High Speed Rail and the System of Cities in Asia
What Can We Learn from Transport Infrastructure Natural Experiments?
Over the last few decades, China, Japan and South Korea have spent billions to connect their superstar cities with other cities through a High Speed Rail (HSR) network. HSR represents a cross-city transit technology that is faster than a car but slower than a plane. I have argued that its comparative advantage is at a “sweet spot” distance of roughly 100 miles to 400 miles. Such a trip length is too far for a car but too short for a plane ride (given the hassle of going to the airport and navigating through the airport on both ends of the trip). With HSR in Asia, you go to a center city location to get on the train and you get dropped off in the destination city’s center.
When HSR connects cities, what new trades now occur that wouldn’t have occurred if the connection had not been built?
In 2013, I published a PNAS paper documenting that home prices rise in China’s 2nd tier cities after HSR connects such cities to Beijing and Shanghai. We argue that such cities effectively become suburbs for the superstar cities and represent a safety valve if the superstar cities “overheat” in terms of housing prices. In our new Work from Home (zoom) economy, the ability to visit the superstar city 1 day a week becomes even more valuable and more talent —- especially people who need more housing space will be attracted to decentralize to cities such as Tianjin in China.
In 2020, I published a Journal of Urban Economics paper documenting that in China that pairs of scientists located in different cities that are now connected by HSR are more likely to write more papers together. Younger scientists are more likely to move to the 2nd tier cities that are HSR connected to the superstar cities. So note that the fast transport technology across cities facilitates face to face interactions in the superstar city. In a sense, the HRS connects local labor markets and expands the local human capital agglomeration that Glaeser often discusses.
New research is investigating the consequences of HSR in other nations. Eunjee Kwon of USC Economics is exploring the impact of high speed rail in Korea and its possible role in shrinking the gender gap in earnings. Seoul is the nation’s major city and land prices are very high there. HSR connects 2nd tier cities to Seoul. As people decentralize and move to 2nd tier cities (due to the train keeping them connected to Seoul), the demand for industries where women tend to work in increases (so this is the “Female Bartik” demand shifter) and the supply of available child care increases. Such supply and demand forces both encourage more women to work. Eunjee studies the differential impact of the opening of HSR stations on women’s and men’s labor force participation.

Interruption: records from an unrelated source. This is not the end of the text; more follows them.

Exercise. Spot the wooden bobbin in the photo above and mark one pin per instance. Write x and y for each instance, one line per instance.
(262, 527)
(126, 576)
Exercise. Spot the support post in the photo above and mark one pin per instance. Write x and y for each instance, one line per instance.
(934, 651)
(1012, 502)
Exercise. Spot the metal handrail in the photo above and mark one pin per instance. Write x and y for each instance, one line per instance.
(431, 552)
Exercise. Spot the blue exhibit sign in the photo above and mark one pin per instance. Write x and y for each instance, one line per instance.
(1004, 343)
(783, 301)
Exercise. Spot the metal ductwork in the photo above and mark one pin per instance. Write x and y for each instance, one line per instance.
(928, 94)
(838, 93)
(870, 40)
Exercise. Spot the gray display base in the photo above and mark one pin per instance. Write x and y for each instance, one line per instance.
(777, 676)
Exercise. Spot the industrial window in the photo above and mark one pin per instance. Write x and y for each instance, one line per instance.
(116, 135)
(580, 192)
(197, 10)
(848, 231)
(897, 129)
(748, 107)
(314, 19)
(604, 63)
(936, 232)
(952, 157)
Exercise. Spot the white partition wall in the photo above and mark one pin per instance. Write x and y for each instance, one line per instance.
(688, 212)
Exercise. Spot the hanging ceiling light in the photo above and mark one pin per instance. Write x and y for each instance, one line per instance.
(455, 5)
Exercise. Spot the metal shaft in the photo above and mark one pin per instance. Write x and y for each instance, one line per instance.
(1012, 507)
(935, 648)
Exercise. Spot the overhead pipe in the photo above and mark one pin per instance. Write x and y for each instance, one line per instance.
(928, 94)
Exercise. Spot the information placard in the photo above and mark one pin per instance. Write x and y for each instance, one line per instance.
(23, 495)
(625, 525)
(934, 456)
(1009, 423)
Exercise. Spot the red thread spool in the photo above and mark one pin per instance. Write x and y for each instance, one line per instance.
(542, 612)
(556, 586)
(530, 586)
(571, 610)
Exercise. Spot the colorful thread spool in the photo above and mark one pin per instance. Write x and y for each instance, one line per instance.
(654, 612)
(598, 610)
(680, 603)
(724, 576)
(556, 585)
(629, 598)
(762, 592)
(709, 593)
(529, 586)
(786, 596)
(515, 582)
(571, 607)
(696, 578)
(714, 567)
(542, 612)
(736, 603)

This is exciting research examining the consequences of HSR on quality of life.
These types of applied micro papers do not answer the welfare economics question of whether HSR is a “good investment”. That’s a hard question! These applied micro papers ask a more modest question; for various outcomes that we care about —- how are they affected by a change in transport technology? These form the ingredients for doing a full blown cost benefit analysis.